Vision-capable models

The judging ChatModel must support multimodal input (e.g. gpt-4o, gpt-4o-mini). LangChain4j 1.x does not expose a vision capability flag on ChatModel, so the evaluator cannot detect this automatically. You opt in explicitly:

ChatModel visionModel = OpenAiChatModel.builder()
.apiKey(apiKey)
.modelName("gpt-4o-mini")
.build();

FaithfulnessEvaluator evaluator = new FaithfulnessEvaluator(visionModel, true);
ContextRelevanceLlmEvaluator ctx = new ContextRelevanceLlmEvaluator(visionModel, true);

If a sample contains images but the evaluator was constructed without the vision flag, an UnsupportedOperationException is thrown before any LLM call:

Faithfulness evaluator received a Sample with 3 image(s) but was not
configured for vision. Pass a vision-capable ChatModel (e.g. gpt-4o)
and use the constructor variant that takes supportsVision=true.

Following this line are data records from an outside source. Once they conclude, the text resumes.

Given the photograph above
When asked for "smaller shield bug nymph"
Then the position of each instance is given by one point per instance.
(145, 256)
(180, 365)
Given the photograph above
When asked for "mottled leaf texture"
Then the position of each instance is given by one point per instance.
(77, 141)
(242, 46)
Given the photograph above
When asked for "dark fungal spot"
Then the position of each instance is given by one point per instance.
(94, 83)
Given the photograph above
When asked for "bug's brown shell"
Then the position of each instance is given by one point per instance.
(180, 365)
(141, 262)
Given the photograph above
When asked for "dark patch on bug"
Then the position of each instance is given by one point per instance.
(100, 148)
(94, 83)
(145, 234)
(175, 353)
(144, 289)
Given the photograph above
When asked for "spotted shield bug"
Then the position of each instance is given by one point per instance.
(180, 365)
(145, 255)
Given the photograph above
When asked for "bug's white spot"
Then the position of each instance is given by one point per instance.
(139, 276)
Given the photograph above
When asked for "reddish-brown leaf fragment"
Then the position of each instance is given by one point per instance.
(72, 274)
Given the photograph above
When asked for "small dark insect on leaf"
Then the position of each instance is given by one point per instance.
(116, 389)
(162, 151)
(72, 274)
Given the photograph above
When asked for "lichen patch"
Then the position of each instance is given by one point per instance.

The text-only constructors (new FaithfulnessEvaluator(model)) keep their original behaviour and are still the right choice for samples without images.

End-to-end example

ChatModel visionModel = OpenAiChatModel.builder()
.apiKey(apiKey)
.modelName("gpt-4o-mini")
.build();

Sample sample = Sample.builder()
.withQuestion("What landmarks are mentioned in the document?")
.withContext("Paris is the capital of France and home to many landmarks.")
.withImages(List.of(
Rage4jImage.fromPath(Path.of("eiffel-tower.jpg")),
Rage4jImage.fromPath(Path.of("louvre.png")),
Rage4jImage.fromPath(Path.of("notre-dame.jpg"))))
.withAnswer(answer)
.withGroundTruth("Eiffel Tower, Louvre, and Notre-Dame are among the famous landmarks of Paris.")
.build();

FaithfulnessEvaluator faithfulness =
new FaithfulnessEvaluator(visionModel, true);
ContextRelevanceLlmEvaluator relevance =
new ContextRelevanceLlmEvaluator(visionModel, true);

Evaluation faithfulnessScore = faithfulness.evaluate(sample);
Evaluation contextScore = relevance.evaluate(sample);

Persistence

When samples are written through the persist module, only image names are stored – the bytes never reach the JSONL file:

{
"sample": {
"question": "What landmarks are mentioned in the document?",
"context": "Paris is the capital of France and home to many landmarks.",
"images": ["eiffel-tower.jpg", "louvre.png", "notre-dame.jpg"]
},
"metrics": { "Faithfulness": 0.83, "Context relevance LLM": 1.0 }
}

If you need to re-run evaluations from a stored record, keep the original images on disk and re-attach them via Rage4jImage.fromPath(...) using the name as a lookup key.